III/ The cross-use of customer databases to market Movinmotion’s payroll management services for entertainment workers.
As a result of its quasi-monopoly on the markets for collective supplementary social protection for entertainment workers, Audiens SP has access to significant customer databases. This data includes strategic elements for the commercial prospection carried out by Audiens SP and Movinmotion, such as the number of entertainments declared by the structure concerned and the payroll processing system used.
These databases, which are inaccessible to competitors on the market, were nevertheless made available to Movinmotion. This took the form of a proactive commercial approach on the part of Audiens SP, which was able to promote the payroll management services of its subsidiary Movinmotion by sending out newsletters, direct mailings, and telephone canvassing. The use of this privileged information represented an undue competitive advantage by making it possible to reach a large number, much larger than would have been the case in a situation of traditional competition, of employers of entertainment workers and prospects under conditions that could not be replicated by competitors.

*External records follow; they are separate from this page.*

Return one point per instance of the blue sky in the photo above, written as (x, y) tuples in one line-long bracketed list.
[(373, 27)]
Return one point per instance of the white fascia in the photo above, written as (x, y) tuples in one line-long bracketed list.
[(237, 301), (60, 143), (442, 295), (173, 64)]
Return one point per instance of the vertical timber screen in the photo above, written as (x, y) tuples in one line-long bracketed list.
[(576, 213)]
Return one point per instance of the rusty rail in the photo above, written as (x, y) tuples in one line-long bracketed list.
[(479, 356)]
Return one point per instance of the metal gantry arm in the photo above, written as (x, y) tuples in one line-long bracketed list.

Thus, the Authority notes that the practices implemented had a real effect, by their combination and their scope, which allowed Movinmotion to acquire very quickly a significant position on the market of payroll management for entertainment workers, compared to its competitors. As a result, its revenue more than tripled in 2017, compared to 2016, and then gradually increased until 2019.
Conclusion
To conclude, it appears that through this decision the Authority wishes to reaffirm once again that the practice consisting, for a company in a dominant position due to a former legal monopoly, to provide material and immaterial resources to its subsidiary leading to confusion between its different activities, is of a definite seriousness[7]and, even more so, that the use of non-replicable advantages resulting from a situation of legal monopoly is of particular seriousness, in particular in that it introduces a major breach of equality in the competition between the different operators.
As a matter of facts, the fine of EUR 800,000 is below the legal ceiling, which normally for each of the two notified complaints amounts to 10% of the highest worldwide turnover excluding tax achieved during one of the financial years closed since the financial year preceding that in which the practices were implemented. This is due to Audiens’ acceptance of the settlement procedure. This decision illustrates the considerable increase in popularity of this procedure in recent years, as evidenced by its use in 8 decisions in 2022[8].
François-Marie BERTOLOZZI
[1] Endorsement of June 16, 2008, to the national interbranch collective agreement instituting collective provident guarantees for the benefit of intermittent entertainment workers of July 20, 2006.
[2] Constitutional Council, June 13, 2013, Decision n° 2013-672 DC.
[3] French Competition Authority, Decision 22-D-20 Point 83.
[4] Ibid, Point 84.
[5] Paris, Appeal Court, 21 mars 2015.
[6] French Competition Authority n° 13-D-20 December 17, 2013, Point 293.
[7] Court of cassation, September 27, 2017, n° 15-20.087 & 15-20.291.
[8] French Competition Authority, Decision n°22-D-01, 22-D-05, 22-D-06, 22-D-08, 22-D-10, 22-D-21 et 22-D-26.